On-page SEO

7 Steps to On-site Video SEO

Videos are an organic search opportunity. They can appear in Google’s video carousels and improve the rankings of a page when embedded.

Here’s how to optimize on-site videos.

On-site Video SEO

1. Ensure relevancy. A video should contribute to the page’s purpose. Don’t add videos solely for search engine optimization. Put visitors first. Relevant, helpful videos drive engagement and send positive signals to Google.

Keyword research, the foundation of all SEO, applies to videos. Search Google for intuitive words and phrases. A query that produces video carousels is worth optimizing.

2. Emphasize quality. Make sure your video is clear, organized, and to the point. Ask friends, colleagues, and target shoppers to review it.

Study the videos in Google’s carousels to evaluate what’s available for a given query.

3. Use an enticing thumbnail. Video thumbnails appear in search results in carousels and video rich-snippets. A video’s thumbnail is also what people see on the page before playing it.

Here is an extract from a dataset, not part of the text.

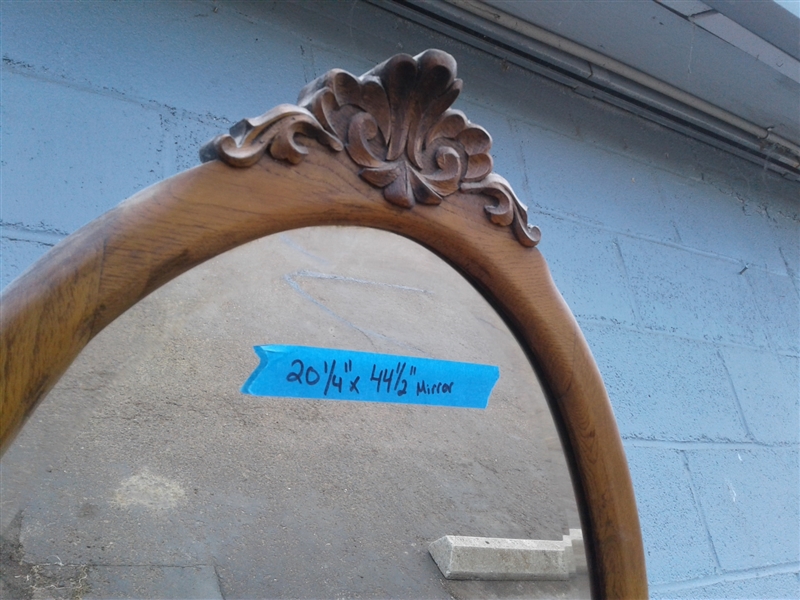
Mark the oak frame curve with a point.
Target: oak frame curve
(89, 279)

Thus thumbnails are important for organic clicks and on-page engagement. Create a unique image that reflects the video’s intent.

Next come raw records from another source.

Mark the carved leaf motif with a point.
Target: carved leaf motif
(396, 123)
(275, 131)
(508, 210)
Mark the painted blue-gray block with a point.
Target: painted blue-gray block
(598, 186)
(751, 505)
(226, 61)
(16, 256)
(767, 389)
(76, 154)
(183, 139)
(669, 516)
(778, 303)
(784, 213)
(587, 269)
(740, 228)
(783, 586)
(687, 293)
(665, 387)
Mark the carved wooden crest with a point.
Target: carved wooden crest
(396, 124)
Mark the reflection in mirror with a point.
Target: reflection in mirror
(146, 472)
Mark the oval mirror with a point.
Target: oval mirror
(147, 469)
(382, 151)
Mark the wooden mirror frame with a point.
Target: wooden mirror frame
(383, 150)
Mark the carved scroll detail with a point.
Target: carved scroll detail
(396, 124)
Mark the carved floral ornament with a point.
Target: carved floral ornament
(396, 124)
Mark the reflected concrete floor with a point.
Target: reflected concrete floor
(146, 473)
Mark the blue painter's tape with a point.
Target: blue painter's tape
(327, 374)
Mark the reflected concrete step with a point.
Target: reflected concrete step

4. Upload to YouTube. Options for video hosting include your own site and third-party platforms (free and premium). But YouTube is the best choice for organic rankings owing to Google’s ownership of that site.

When uploading to YouTube, use the custom thumbnail above at 1,280 x 720 pixels with a minimum width of 640. Importantly, add extensive explanatory content, which will help Google categorize that video and rank it higher. Then confirm Google can generate a transcript from the video. A transcript indicates Google’s understanding of the content.

Screenshot of a transcript on YouTube

When uploading a video to YouTube, confirm Google can generate a transcript.

5. Use structured data. A video should be visible and playable on a page to have any chance of generating video rich-snippets. Using YouTube’s video embed code easily achieves both.

When embedding YouTube videos, add ?rel=0 to the video URL inside the code to prevent Google from suggesting competitors. With that string present, YouTube will suggest your own videos instead.

Screenshot of YouTube embed code containing ?rel=0

Adding ?rel=0 to a YouTube embed code prevents Google from suggesting competitors’ videos.

Consider, also, using Schema.org structured data when embedding your video. It’s not required for video rich-snippets, but it won’t hurt. Videoschema.com offers a free Schema.org generator.

Using YouTube as a hosting platform means Google will likely pull all the metadata — author, publish date, description — without the structured data. But definitely include Schema.org markup (and a transcript) when not hosting on YouTube.

6. Lazy-load videos. Videos can slow down a page. Always lazy-load videos to ensure good scores on Core Web Vitals.

There are solutions for implementing lazy loading depending on your platform. WPbeginner offers a workaround for WordPress that also adds ?rel=0 to embed code. A site called Section Design has a tutorial for Shopify. Wix claims to provide lazy loading by default.

Otherwise, check with your platform provider.

7. Produce a video XML sitemap. An XML sitemap can link to every video on your site, increasing discovery by search bots. Humans do not see XML sitemaps.

Keep an eye on the “Video pages” report in Search Console to ensure Google can access and index that content.